There is a joke in the industry about the small investor. They have a tendency to buy high and sell low–exactly the opposite of what they should be doing.
Why would they do such a thing? In one word: Fear.
The small investor (yeah, that’s you and me) is often afraid that they are missing out on some big opportunity to make loads of money, so they buy stocks that are trending up. The problem with this is they do so right about the time the stock is hitting its ceiling.
Then, because they are afraid of losing money, they start to sell stocks as they are trending down–even though they may very well come back up and it could be a better decision to buy more at that point.

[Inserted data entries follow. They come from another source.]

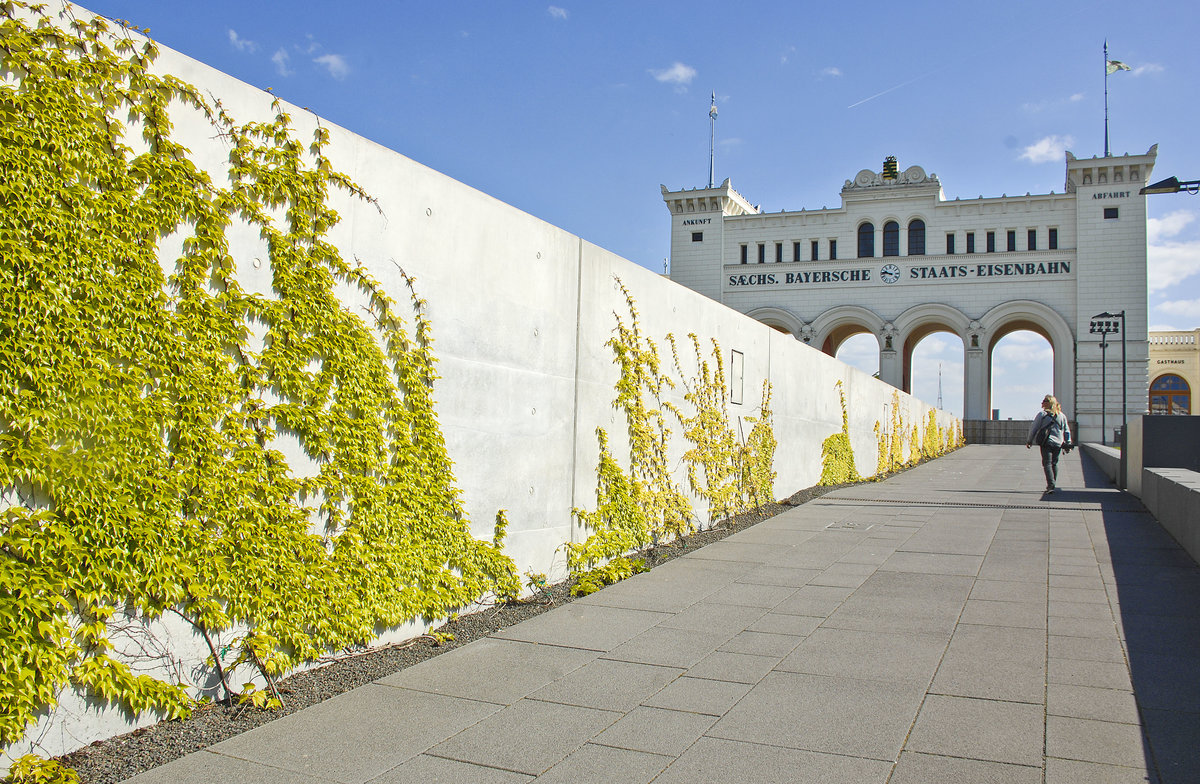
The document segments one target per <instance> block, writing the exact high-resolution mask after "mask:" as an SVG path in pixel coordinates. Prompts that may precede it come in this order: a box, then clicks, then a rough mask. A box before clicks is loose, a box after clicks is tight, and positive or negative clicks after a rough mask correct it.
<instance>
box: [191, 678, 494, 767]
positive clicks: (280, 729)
mask: <svg viewBox="0 0 1200 784" xmlns="http://www.w3.org/2000/svg"><path fill="white" fill-rule="evenodd" d="M499 710H500V706H497V705H493V704H491V702H482V701H475V700H463V699H458V698H449V696H443V695H438V694H426V693H424V692H413V690H409V689H397V688H392V687H388V686H379V684H373V683H372V684H367V686H364V687H360V688H358V689H354V690H352V692H347V693H346V694H341V695H338V696H335V698H332V699H331V700H326V701H324V702H322V704H319V705H314V706H312V707H311V708H307V710H305V711H300V712H299V713H293V714H292V716H286V717H283V718H281V719H277V720H275V722H271V723H270V724H264V725H263V726H259V728H256V729H253V730H250V731H248V732H244V734H242V735H239V736H236V737H233V738H229V740H228V741H222V742H221V743H217V744H216V746H212V747H211V748H210V750H211V752H214V753H217V754H222V755H224V756H232V758H236V759H240V760H246V761H250V762H258V764H260V765H266V766H270V767H277V768H283V770H287V771H295V772H298V773H305V774H307V776H313V777H318V778H325V779H330V780H336V782H344V783H347V784H358V783H360V782H367V780H370V779H372V778H374V777H377V776H379V774H380V773H384V772H385V771H388V770H390V768H392V767H395V766H397V765H400V764H402V762H404V761H407V760H409V759H410V758H413V756H416V755H418V754H420V753H422V752H425V750H426V749H427V748H428V747H430V746H431V744H433V743H436V742H438V741H440V740H442V738H446V737H451V736H454V735H457V734H458V732H462V731H463V730H467V729H468V728H472V726H473V725H475V724H478V723H479V722H480V720H484V719H486V718H487V717H490V716H493V714H494V713H497V712H498V711H499Z"/></svg>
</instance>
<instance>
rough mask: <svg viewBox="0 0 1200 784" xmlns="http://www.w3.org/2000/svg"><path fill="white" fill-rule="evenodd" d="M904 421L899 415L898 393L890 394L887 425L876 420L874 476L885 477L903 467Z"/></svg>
mask: <svg viewBox="0 0 1200 784" xmlns="http://www.w3.org/2000/svg"><path fill="white" fill-rule="evenodd" d="M902 427H904V419H902V417H901V414H900V393H895V391H894V393H892V405H890V406H888V424H887V425H883V424H881V423H880V421H877V420H876V423H875V438H876V442H877V443H878V451H877V453H876V463H875V474H876V475H878V477H882V475H887V474H889V473H892V472H894V471H895V469H896V468H899V467H900V466H902V465H904V438H902V437H901V436H900V433H902V432H904V430H902Z"/></svg>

So what is the answer to this conundrum? I’m afraid it is easier said than done.
The key is to take emotions like fear out of the mix when you make decisions about investing. Instead, play like the big investors do and think only about your objective and whether or not it is realistic for the positions in your portfolio to reach your objective in the time frame you have set.
I know it is hard to see your stocks rise and fall aggressively, but I have watched people sell out of secure, long-standing companies at a loss just because the stock fell. One month later, had they stayed in, they would have been showing a profit.
My own great example of this is AIG. If I had sold AIG when they did their reverse split and went as low as $8.22 a share, then I wouldn’t own any right now at $35.75 a share.
This line of reasoning doesn’t mean buy and hold everything forever, because there can be some indicators that a company is going to declare bankruptcy and you could lose everything–might as well sell at a loss but get some value–but it does mean to look objectively at your portfolio instead of emotionally.